Ling Huawei: China Wakes Up to Need for Antitrust Regulation
China’s antitrust campaign against internet platforms is aimed at correcting their negative externalities while safeguarding their positive externalities. For instance, some internet platforms took advantage of their dominant market positions to engage in unfair competition, which endangered consumers’ rights and interests and potentially the long-term interests of society as a whole.
In the past, the regulators who insisted on internet platforms complying with the principle of fair competition were like lone heroes, and due to a lack of consensus within the government it was difficult to pull together a united and unified antimonopoly force. But the storm of antitrust scrutiny over the past few months shows there is now political determination to correct this wrongdoing. Nevertheless, to get antitrust regulation back on track, we need to first build a consensus on how to ensure fair market competition through antimonopoly measures.
The starting point of antimonopoly is to maintain order in a market economy. The market economy is not something China imported from overseas. It has existed in the country for thousands of years. Although periodically it disappeared at times of social unrest and changes of dynasties, it has always regained its vitality after society and the economy stabilized. So China’s booming market economy in the late 1970s was not imported from the outside world, but rather was a restoration of something that had existed for thousands of years. The market mechanism may sometimes fail, but overall it is more efficient than any other mechanism in terms of resource allocation.
The market economy has two aspects — the traditional and modern.
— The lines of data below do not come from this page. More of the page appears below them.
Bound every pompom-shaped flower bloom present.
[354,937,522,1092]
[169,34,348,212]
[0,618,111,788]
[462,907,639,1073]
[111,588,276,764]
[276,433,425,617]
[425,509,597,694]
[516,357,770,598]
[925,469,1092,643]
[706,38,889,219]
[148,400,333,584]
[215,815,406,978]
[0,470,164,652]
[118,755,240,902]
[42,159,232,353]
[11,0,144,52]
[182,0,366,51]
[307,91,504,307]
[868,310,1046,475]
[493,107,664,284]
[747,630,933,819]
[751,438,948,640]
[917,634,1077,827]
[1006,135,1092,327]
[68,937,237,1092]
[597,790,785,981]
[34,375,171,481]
The traditional market economy is mainly the commodity economy, while the essence of the modern market economy is fair competition, which builds an incentive mechanism for price discovery, market efficiency, and survival of the fittest. To ensure fairness, laws and regulations must be applied. The government needs to serve as a good judge of the market and to use supervision and public policies to compensate for market failure. Both the government and market participants need to work within a framework of laws and regulations that set constraints — this guarantees that the modern market economy system can create greater wealth, maintain social stability, provide a more solid foundation for public policy as well as develop civilization.
Preventing monopoly behavior by internet platforms and ensuring fair market competition involves multiple dimensions.
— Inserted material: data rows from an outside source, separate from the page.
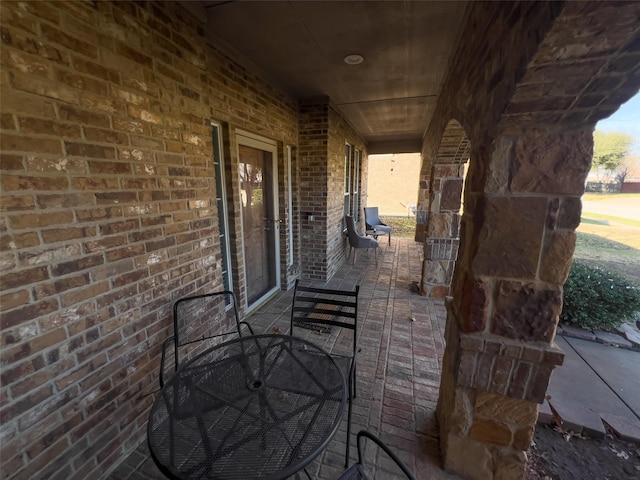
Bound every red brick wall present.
[299,102,367,280]
[0,1,298,480]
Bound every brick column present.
[437,131,593,480]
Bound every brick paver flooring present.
[109,237,457,480]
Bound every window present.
[211,123,232,290]
[351,150,361,224]
[342,143,353,230]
First, regulators should always adhere to the principle of competitive neutrality no matter what kind of market participants they are supervising. That can ensure there is always competition among multiple internet platforms and room for new players. It also creates more choice, which not only helps maintain and improve benefits to consumers, but also ensures the authenticity of market price signals through effective competition, which also helps improve public governance.
Second, after setting out the principles of antitrust supervision, day-to-day supervision is likely to be focused on the behavior of these internet platforms. How to build up a model that can guide the orderly development of the platform economy and is also compatible with regulatory mechanisms is an institutional challenge.
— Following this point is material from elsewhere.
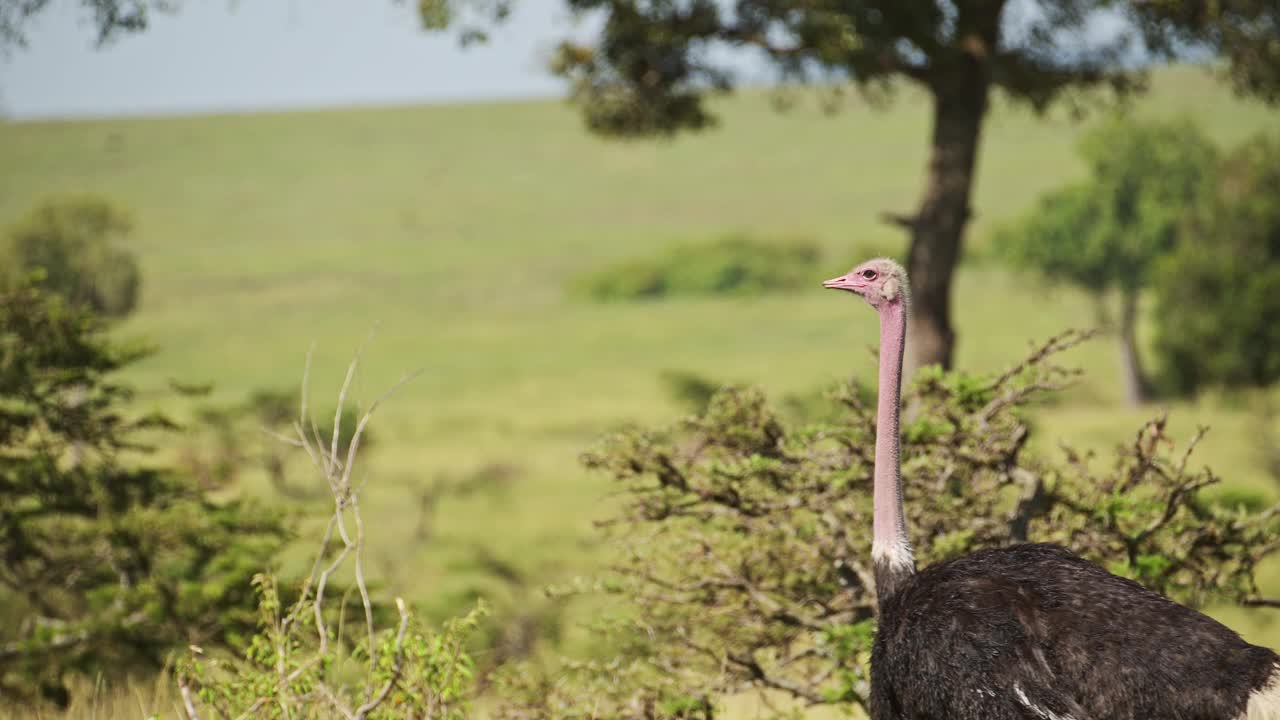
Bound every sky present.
[0,0,588,119]
[0,0,1141,119]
Third, is the issue of cross-industry acquisitions. Internet platforms engage in acquisitions, both vertical and horizontal — buying up their peers, upstream or downstream production chains, and even financial holding companies — with the purpose of enhancing their market competitiveness. But these practices also have the potential to eliminate competition throughout the entire industry while increasing monopolistic players’ own profits. If regulators use traditional methods to combat monopolies, such as breaking up their businesses, this could damage the positive externalities of internet platforms and consequently this approach needs to be treated with caution.
In particular, regulators need to clarify that there should be restrictions on internet platforms getting involved in finance. Social media platforms should not be allowed to engage in finance as they face obvious conflicts of interest and issues around data privacy. If non-social media internet platforms are involved in finance, this business should completely separate from their core operations. That’s because financial risk management requires professional and independent operation and should not be allowed to serve the interests of major shareholders. Currently, 13 Chinese internet platforms have been required to rectify their financial businesses based on the rectification principle of Ant Group Co. Ltd., the fintech affiliate of internet giant Alibaba Group Holding Ltd. Ant Group has been spun off from Alibaba, although there are still outstanding problems that need to be resolved. Other platforms are still operating their financial and core business operations within the same system. This part of the rectification campaign still appears to be in a state of chaos.
Ling Huawei is managing editor of Caixin Media and Caixin Weekly.
This article has been edited for length and clarity.